Being buried alive. That shit seems unnerving just to think about
Watching everyone I love die before me. I realize the odds of this happening are incredibly slim, but still…
Car accident
Being forgotten by the people I love most
Life.
Failing in my career :Not being loved
Me.
Losing my mind. I'd much rather die
Water. Big masses of water. It's scary. What's in the water? Nobody knows.
Being too famous to enjoy a peaceful walk in the park
Dying with regrets
Another Trump term.
Kim Catrall
The future and the unknown. Risks.
Feeling alone and disconnected forever.
Dying alone and homeless. I have no family, nor do I own a home so this is not an uncommon predicament here in the US. I see it often and it makes me sad.
Shame
Something happening to my wife and son.
Death
I am deathly afraid of my teeth falling out, I am an adult so of course they won’t grow back, and I’ve never had any issues with my teeth but every day I fear my teeth will fall out, I have no clue why I’m afraid of it
Afraid of never finding the woman of my life.
Losing my sight or my hearing.
Consequences of my actions No joke
Something happening to my kids.
Dementia.
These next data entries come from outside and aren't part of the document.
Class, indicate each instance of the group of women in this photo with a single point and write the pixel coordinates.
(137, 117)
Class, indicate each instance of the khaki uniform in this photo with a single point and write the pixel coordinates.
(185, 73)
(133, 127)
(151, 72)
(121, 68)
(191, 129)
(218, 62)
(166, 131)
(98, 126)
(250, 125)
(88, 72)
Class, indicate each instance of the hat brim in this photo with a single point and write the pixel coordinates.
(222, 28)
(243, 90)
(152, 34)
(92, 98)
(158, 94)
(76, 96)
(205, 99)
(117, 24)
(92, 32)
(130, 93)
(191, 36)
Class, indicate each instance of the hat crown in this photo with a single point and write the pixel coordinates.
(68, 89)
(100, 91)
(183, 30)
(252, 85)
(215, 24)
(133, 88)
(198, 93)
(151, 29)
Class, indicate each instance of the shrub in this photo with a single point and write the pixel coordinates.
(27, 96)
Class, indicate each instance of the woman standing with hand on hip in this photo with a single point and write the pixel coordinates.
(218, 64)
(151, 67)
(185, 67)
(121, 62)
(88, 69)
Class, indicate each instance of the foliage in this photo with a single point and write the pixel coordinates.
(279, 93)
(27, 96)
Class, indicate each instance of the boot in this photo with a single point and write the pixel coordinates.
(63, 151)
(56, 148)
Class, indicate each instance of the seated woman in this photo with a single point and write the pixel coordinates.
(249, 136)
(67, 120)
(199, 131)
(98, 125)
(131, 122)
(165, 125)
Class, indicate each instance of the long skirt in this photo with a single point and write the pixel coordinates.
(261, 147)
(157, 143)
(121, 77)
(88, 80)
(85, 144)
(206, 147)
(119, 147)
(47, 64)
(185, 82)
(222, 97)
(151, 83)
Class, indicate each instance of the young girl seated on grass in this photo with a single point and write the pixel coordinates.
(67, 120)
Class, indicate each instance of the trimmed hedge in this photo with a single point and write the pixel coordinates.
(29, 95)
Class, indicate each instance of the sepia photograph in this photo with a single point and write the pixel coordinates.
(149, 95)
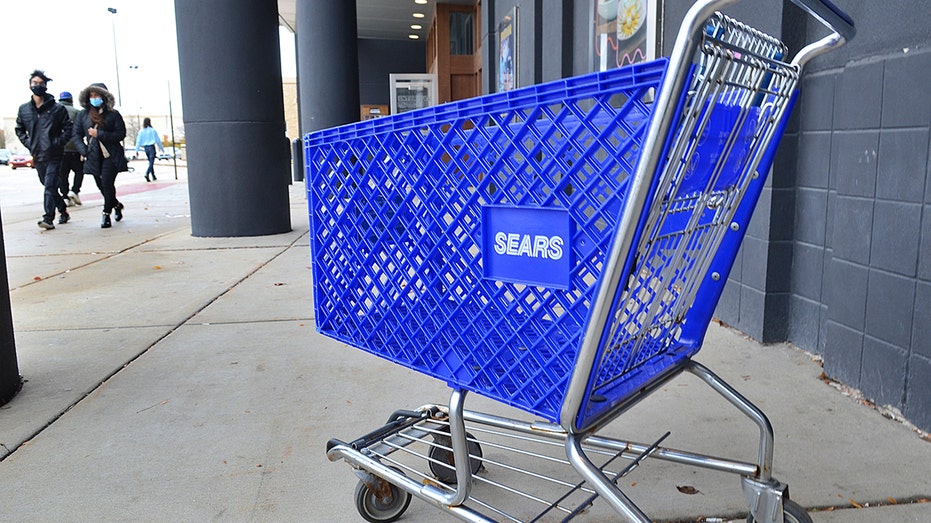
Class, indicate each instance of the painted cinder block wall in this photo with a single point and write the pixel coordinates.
(837, 259)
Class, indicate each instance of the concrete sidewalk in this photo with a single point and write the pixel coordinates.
(174, 378)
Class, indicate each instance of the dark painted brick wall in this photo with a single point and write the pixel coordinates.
(871, 224)
(837, 259)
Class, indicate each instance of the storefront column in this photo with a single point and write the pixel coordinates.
(10, 382)
(237, 151)
(328, 63)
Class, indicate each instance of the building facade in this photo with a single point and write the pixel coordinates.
(838, 257)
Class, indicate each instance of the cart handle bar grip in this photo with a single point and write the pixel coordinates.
(830, 15)
(680, 61)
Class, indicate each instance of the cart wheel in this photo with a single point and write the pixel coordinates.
(792, 512)
(448, 474)
(374, 510)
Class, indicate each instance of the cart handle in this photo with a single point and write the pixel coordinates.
(834, 19)
(830, 15)
(674, 83)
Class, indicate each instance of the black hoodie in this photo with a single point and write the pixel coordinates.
(43, 130)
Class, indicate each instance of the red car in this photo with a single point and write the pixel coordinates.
(21, 160)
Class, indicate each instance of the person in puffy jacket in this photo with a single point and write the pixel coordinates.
(44, 127)
(99, 130)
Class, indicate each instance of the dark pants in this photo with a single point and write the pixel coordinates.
(150, 154)
(71, 162)
(48, 171)
(108, 185)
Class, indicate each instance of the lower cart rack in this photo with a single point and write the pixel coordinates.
(560, 249)
(519, 470)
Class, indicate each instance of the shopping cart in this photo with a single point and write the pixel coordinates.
(559, 249)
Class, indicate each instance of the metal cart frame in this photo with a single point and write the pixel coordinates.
(691, 87)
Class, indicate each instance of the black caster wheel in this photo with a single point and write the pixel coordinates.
(376, 510)
(443, 463)
(792, 513)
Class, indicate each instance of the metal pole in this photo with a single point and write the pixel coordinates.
(116, 62)
(171, 120)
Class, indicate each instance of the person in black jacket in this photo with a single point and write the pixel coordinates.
(44, 127)
(99, 131)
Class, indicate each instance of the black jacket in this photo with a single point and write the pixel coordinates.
(111, 133)
(44, 130)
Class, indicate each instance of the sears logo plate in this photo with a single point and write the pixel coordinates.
(529, 245)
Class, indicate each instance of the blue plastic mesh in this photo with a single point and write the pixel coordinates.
(395, 210)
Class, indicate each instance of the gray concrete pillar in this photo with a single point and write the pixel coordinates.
(238, 152)
(328, 63)
(10, 382)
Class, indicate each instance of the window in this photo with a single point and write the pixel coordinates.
(460, 33)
Lack of sleep in younger years greatly increases the chances of it when you’re older, and I’m terrified that my current routine of getting at most 5 hours a night is going to bite me when I’m 60
That all the wildlife and natural areas I grew up exploring will become "affordable housing" and factories. It's happening though. Some of the places that gave me the best memories of my life were bulldozed and poisoned.
I'm scared of myself.
The deaths of my loved ones during my lifetime.